Ponte sul Vibrata, Alba spera in una chiusura solo parziale

10 Gennaio 2016

«A giorni decideremo se tenere aperto un passaggio o no», dicono dall’amministrazione Piccioni Martinsicuro guarda avanti: «Il nuovo ponte dovrà essere in acciaio, il legno significa spreco di soldi»

ALBA ADRIATICA. Ad Alba Adriatica si spera nella possibilità di chiudere solo parzialmente il ponte in legno sul Vibrata, mentre sulla sponda di Martinsicuro la chiusura del passaggio ciclopedonale a partire da domani – come da ordinanza firmata da entrambi i sindaci venerdì – si dà per scontata.

QUI ALBA. Tra gli amministratori albensi ci si concentra soprattutto sugli effetti deleteri che la chiusura del ponte di legno potrebbe causare al turismo, anche a quello primaverile. Per questo, si valutano alternative che non prevedano di allungare di quasi tre chilometri il collegamento tra i lungomari delle due località. «In base alle indicazioni contenute nella relazione tecnica in nostro possesso, entro pochi giorni bisognerà decidere se chiudere completamente il ponte, in quanto insicuro per il passaggio di pedoni e ciclisti, o se saranno possibili altre soluzioni, meno drastiche», dicono dall’amministrazione comunale del sindaco Tonia Piccioni, non sbilanciandosi sul futuro della struttura, ma limitandosi a ricordare che questa situazione di emergenza era ben prevedibile. Era risaputo e di dominio pubblico, infatti, che i lavori di manutenzione straordinaria effettuati durante l’estate 2014, che costrinsero alla chiusura temporanea del ponte nel bel mezzo della stagione turistica, avrebbero soltanto rimandato il problema. E da tempo i due sindaci chiedono alla Regione un impegno urgente per la realizzazione del nuovo ponte, impegno arrivato solo poche settimane fa.

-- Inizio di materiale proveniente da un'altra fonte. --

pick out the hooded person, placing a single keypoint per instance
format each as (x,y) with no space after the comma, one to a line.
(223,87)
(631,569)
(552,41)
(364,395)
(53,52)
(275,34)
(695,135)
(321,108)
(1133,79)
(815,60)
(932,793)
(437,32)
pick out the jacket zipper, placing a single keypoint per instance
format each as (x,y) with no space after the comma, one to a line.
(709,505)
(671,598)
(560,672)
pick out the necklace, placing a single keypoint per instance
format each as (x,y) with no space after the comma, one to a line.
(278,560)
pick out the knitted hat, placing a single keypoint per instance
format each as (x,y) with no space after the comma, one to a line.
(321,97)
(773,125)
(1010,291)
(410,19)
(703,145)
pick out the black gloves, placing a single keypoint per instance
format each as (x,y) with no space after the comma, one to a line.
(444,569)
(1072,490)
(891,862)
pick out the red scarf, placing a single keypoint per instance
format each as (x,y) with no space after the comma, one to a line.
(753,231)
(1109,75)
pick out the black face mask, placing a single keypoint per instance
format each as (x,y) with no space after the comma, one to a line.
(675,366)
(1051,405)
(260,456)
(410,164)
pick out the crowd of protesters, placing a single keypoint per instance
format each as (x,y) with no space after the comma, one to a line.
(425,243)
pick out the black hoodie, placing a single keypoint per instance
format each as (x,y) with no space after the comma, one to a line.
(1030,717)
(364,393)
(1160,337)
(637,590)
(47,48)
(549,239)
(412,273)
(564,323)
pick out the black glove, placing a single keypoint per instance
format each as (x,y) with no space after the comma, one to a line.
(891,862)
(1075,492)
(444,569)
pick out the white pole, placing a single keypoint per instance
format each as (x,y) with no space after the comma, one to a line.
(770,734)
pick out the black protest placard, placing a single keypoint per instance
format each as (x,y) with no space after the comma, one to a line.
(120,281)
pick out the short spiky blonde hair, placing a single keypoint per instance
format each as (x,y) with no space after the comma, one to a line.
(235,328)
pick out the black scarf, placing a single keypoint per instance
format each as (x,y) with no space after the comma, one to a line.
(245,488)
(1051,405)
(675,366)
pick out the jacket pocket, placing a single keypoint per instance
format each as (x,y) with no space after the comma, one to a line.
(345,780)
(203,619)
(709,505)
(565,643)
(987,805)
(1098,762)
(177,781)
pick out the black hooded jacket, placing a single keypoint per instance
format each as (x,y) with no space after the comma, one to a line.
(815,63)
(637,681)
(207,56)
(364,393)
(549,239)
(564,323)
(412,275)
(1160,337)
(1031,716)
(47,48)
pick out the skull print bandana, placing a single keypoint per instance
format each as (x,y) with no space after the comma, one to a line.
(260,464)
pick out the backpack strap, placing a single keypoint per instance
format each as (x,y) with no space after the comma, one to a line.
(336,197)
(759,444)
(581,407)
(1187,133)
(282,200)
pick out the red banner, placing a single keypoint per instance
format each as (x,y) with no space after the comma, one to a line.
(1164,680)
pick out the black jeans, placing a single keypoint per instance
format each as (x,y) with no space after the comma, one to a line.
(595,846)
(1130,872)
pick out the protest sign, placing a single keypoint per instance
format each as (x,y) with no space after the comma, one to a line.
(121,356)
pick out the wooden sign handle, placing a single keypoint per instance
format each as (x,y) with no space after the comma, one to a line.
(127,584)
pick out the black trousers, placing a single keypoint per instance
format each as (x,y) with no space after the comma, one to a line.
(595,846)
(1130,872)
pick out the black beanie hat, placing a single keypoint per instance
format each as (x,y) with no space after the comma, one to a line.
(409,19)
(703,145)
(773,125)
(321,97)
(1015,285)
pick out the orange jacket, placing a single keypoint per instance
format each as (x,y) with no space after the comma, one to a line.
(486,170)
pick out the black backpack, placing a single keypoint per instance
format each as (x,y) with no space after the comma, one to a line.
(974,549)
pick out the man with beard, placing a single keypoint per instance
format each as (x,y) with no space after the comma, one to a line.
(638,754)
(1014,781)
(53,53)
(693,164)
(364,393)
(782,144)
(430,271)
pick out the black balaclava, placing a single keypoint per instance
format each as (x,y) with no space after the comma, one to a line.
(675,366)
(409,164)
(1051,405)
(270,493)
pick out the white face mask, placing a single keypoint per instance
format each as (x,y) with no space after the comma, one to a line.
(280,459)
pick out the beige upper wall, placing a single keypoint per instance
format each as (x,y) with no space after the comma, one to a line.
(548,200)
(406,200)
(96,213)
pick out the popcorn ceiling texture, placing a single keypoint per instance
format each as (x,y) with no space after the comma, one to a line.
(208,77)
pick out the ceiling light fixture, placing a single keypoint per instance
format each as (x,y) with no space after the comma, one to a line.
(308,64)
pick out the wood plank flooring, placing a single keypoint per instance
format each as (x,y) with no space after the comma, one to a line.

QUI MARTINSICURO. «Decisione inevitabile», così definisce il sindaco di Martinsicuro Paolo Camaioni l’ordinanza che chiude il transito da domani sul ponte in legno. «Questione di sicurezza per gli utenti. È primaria la riqualificazione della struttura attraverso i fondi Par-Fsc già richiesti alla Regione. Sarà nostra cura fare in modo che tutto proceda nei tempi giusti». Alle parole del sindaco si aggiungono quelle dell’assessore ai lavori pubblici Andrea D’Ambrosio: «Il ponte non offre più garanzia di sicurezza e dopo il sopralluogo insieme ai tecnici di Alba è stata assunta questa decisione. Ora verranno fatti dei lavori per la messa in sicurezza aspettando che la Regione Abruzzo deliberi i fondi, che ci ha promesso, per realizzare un nuovo ponte. La nostra intenzione è realizzarlo in acciaio, almeno la struttura portante e il basamento. Realizzarlo in legno come quello attuale significa manutenzioni continue e sperpero di denaro. Spero che l’esperienza del ponte in legno attuale porti a cambiare i materiali di utilizzo».

Secondo D’Ambrosio il ponte esistente potrebbe rimanere chiuso due o tre mesi per lavori ma, sicuramente, tornerà praticabile per la prossima stagione balneare.